April 6, 2010

Tel Aviv, Israel — If there were a soundtrack to our days, there is just one tune that really turns strutting around the streets of Tel Aviv into music. “Stereo Love” is our theme song, our jam at the club, and the collective ring tone of our lives, but it doesn’t quite capture the essence of the hip cat that runs this town with her sunglasses on and her too-cool-for-school frown (me), day-to-day, moment-to-moment in the White City. The only beat that envelops all that is “Hermetico” by the Balkan Beat Box.

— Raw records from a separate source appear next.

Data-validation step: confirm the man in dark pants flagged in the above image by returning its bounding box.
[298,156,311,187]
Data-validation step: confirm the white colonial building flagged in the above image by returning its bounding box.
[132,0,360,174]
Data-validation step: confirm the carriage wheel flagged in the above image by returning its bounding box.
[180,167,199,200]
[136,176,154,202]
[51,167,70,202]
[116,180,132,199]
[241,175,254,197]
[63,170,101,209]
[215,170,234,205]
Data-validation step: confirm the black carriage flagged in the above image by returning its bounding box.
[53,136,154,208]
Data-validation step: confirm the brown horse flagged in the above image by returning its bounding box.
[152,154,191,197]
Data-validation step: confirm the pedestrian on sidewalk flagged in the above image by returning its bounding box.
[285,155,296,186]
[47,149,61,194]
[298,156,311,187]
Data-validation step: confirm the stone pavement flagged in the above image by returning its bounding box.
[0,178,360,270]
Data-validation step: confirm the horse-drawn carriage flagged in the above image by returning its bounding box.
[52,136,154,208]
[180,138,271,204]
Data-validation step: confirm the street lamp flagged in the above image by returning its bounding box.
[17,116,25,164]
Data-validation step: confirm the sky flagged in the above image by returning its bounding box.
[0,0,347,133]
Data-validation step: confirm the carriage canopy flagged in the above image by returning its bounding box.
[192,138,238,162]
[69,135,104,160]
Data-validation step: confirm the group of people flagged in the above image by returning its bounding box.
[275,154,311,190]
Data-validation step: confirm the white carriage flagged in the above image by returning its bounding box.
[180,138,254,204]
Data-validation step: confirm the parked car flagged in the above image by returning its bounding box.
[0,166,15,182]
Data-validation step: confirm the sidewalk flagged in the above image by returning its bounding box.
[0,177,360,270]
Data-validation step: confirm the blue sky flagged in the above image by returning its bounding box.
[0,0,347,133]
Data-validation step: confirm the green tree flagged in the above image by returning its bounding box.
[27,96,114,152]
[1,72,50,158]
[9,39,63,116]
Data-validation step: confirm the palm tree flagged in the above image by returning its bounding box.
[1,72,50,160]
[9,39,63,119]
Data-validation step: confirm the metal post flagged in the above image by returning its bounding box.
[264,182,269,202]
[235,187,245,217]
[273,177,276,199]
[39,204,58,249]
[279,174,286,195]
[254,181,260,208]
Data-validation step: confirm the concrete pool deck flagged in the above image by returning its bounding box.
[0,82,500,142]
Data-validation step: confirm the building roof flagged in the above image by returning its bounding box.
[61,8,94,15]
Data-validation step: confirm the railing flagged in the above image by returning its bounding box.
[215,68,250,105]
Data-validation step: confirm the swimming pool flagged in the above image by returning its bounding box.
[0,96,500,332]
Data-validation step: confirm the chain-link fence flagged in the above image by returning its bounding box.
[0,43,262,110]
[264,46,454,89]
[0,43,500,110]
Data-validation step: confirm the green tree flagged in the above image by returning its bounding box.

“Hermetico” and the Balkan Beat Box’s sound generally is the fusion of so many kinds of Western and Eastern music to make something that is super sophisticated and new, which at its essence is what Tel Aviv is about. A product that is bigger and cooler than the sum of its parts. They’d describe themselves as gypsy-punk, which makes sense considering one of their founders is an ex-member of Gogol Bordello, but their sound is like Beirut meets hip-hop, klezmer meets Jay-Z … Middle East meets Europe and North America via Africa. It’s hard to find any other musical melting pot that competes with Israel’s melting pottyness the except for the melting pottymouths of Balkan Beat Box.

This ain’t your grandma’s gypsy-hip-hop fusion band. Don’t you dare listen without your sunglasses on. Ray-bans preferred.